Members of the fund have served on multiple portfolio company boards and Red Mountain is agitating for change at iRobot, calling for the Company to focus exclusively on its home robots business and to sell or shut down both the defense & security and remote presence businesses. It is also demanding iRobot alter its capital allocation practices, declassify its board, separate the Chairman and CEO roles and allow shareholders to call special meetings.
For iRobot the company, this one smells like a stable, sleepy public company that has been hoarding cash and posting unexciting but adequate financials.
- iRobot feels safe, with no debt and a cash position that accounts for 22% of the market cap as well as positive earnings and free cash flow.
- Revenue growth has historically been good but has slowed over the past 3 years, while EPS has been expanding.
- Margins are all positive and have been creeping up over the past couple years.
- The stock is down 14% in the LTM and the current valuation looks fair when compared to the 5 year averages.

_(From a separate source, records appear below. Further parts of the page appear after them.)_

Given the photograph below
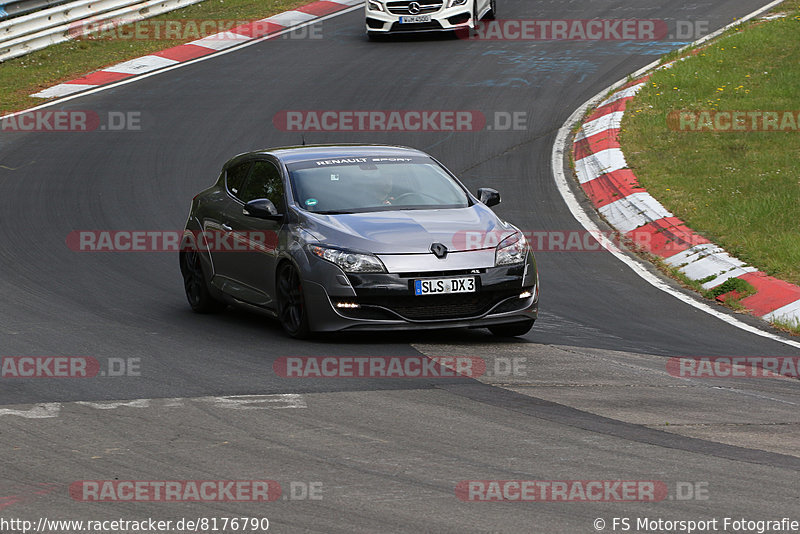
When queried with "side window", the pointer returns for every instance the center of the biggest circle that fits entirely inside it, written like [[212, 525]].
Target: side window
[[236, 177], [264, 182]]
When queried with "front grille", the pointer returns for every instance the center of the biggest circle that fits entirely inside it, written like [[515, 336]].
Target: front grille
[[417, 26], [432, 307], [425, 7]]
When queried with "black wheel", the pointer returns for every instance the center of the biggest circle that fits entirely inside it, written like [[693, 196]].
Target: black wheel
[[291, 303], [492, 14], [512, 330], [194, 282]]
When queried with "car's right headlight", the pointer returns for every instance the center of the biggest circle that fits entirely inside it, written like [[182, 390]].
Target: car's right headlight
[[350, 262], [511, 250]]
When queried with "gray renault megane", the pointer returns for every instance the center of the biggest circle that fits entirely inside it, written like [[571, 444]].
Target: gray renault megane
[[356, 237]]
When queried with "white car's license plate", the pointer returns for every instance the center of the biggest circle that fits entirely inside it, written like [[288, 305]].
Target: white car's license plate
[[415, 19], [443, 286]]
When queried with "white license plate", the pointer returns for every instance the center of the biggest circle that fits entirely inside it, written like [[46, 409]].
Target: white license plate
[[415, 19], [443, 286]]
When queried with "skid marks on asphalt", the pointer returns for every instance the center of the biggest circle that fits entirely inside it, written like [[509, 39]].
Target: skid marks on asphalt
[[236, 402]]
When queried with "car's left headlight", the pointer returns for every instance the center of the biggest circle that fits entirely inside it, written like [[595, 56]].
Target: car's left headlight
[[511, 250], [350, 262]]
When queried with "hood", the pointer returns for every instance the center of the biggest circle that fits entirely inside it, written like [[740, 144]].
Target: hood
[[410, 231]]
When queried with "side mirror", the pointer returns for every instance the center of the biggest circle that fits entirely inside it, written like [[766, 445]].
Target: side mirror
[[489, 196], [262, 208]]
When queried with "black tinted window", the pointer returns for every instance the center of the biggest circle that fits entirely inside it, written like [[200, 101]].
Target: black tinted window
[[236, 177], [264, 182]]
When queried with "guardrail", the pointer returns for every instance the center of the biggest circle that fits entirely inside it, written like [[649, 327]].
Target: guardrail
[[16, 8], [23, 34]]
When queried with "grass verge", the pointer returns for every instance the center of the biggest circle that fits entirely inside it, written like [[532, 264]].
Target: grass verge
[[66, 61], [739, 189]]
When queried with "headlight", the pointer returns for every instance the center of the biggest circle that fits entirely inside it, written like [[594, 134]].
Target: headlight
[[511, 250], [350, 262]]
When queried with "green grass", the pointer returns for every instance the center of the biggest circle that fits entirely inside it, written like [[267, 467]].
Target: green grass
[[31, 73], [739, 189]]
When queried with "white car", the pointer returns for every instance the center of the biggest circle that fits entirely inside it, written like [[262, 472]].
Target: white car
[[401, 16]]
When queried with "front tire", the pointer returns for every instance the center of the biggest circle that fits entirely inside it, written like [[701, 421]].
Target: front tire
[[194, 283], [292, 311], [512, 330]]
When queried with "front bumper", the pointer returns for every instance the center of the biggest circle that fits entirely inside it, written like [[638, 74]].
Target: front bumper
[[444, 19], [387, 301]]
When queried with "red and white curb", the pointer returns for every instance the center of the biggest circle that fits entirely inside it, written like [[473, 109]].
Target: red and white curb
[[201, 47], [604, 175]]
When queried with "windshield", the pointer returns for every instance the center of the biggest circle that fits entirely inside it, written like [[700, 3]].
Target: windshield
[[360, 184]]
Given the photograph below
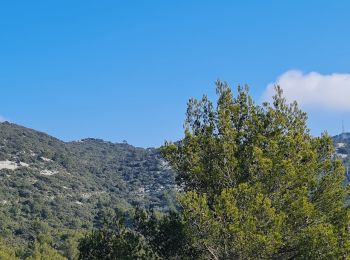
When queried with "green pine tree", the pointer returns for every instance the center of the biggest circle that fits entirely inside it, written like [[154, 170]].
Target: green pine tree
[[256, 184]]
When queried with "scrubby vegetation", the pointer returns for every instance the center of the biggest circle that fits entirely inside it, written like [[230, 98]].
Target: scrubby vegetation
[[252, 183]]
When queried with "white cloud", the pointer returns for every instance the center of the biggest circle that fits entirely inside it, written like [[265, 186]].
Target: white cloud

- After reviewing the segment data, Red Mountain has a solid case to jettison the defense & security business, given that its annual revenue fell from $175M in 2011 to just $46M in 2014 and its gross margin has fallen to 46%, while home robots revenue has grown from $279M to $507M over the same time period and its gross margin has expanded to 51%.
While I fully believe in the inevitable AI revolution, think again if you think iRobot is going to be the company leading the charge. The truly revolutionary companies will bring AI more to life and will make iRobot an afterthought. It is time to accept iRobot as a value play, and not a growth play with commensurate R&D investment, and to squeeze as much shareholder value as possible now before it gets swept away. Check out this article on the new company formed by the Siri founders, Viv. Companies like these will be leading AI, not iRobot.
Given its high cash balance, underperforming non-core assets and anti-shareholder corporate governance, iRobot is a perfect activist target. The investment is safe and given the upside and valuation lift that could be realized by focusing solely on its home robots business and better utilization of its balance sheet, I invested.